Nefsin zayıf noktalarını kullanan şeytan birçok yerde  kullandığı taktiklerden birisi yanlışı, batılı, kötüyü kısacası İslam dışı ölçüleri süslü göstermektir. "Allah'a yemin olsun ki Senden önceki ümmetlere de (elçiler) gönderdik. Fakat şeytan onlara yapıp ettiklerini (küfür ve kötülük amellerini) süslü göstermiştir; bugün de onların velisi o (şeytandır) ve onlar için acı bir azap var"(Nahl:63).
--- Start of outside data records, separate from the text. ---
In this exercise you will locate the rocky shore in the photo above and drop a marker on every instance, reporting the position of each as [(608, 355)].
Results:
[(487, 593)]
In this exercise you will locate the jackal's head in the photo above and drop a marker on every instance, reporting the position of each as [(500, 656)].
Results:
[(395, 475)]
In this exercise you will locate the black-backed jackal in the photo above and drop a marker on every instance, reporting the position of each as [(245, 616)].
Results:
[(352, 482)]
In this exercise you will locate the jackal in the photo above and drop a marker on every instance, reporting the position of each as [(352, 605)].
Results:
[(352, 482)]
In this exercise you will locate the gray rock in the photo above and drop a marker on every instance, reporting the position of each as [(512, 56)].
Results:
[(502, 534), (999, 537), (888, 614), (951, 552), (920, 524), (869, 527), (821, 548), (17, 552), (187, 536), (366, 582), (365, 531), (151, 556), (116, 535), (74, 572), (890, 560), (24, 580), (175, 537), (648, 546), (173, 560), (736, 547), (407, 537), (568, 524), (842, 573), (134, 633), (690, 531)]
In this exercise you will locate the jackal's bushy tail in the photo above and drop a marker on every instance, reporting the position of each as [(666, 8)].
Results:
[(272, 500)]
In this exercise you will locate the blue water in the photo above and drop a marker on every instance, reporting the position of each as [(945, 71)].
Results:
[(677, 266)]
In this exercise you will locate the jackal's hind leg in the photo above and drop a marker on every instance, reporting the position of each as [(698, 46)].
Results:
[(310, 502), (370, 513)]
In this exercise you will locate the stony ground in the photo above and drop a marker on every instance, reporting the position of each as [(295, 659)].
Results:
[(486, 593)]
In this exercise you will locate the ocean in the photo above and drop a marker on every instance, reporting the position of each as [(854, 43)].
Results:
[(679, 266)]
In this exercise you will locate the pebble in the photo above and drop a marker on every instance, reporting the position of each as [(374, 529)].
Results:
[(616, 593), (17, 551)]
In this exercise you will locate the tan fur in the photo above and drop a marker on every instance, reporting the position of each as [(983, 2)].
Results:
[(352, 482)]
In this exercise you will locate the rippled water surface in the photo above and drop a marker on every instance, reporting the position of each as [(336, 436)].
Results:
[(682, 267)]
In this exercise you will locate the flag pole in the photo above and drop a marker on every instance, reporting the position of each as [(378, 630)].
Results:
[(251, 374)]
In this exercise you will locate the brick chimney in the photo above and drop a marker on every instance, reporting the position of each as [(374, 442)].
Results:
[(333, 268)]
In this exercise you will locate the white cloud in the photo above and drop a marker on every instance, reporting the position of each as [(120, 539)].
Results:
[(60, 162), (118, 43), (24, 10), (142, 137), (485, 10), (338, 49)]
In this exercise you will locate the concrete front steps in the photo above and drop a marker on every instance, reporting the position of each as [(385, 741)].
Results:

Yani yanıltmak, aldatmak ve çirkini güzel diye, hak diye göstermek  çabasındadır. İnsanoğlu bu yalanlara kanınca, günahlar kendisine süslenince Allah'ın kendisinden istediği şeyi unuttu."Onları şeytan kuşatmış (etkisi altına alıp ruhlarını kapsamış) ve kendilerine Allah'ı hatırlamayı (O’nun emir ve yasaklarına göre yaşamayı) unutturmuş (durumdadır)." (Mücadele:19)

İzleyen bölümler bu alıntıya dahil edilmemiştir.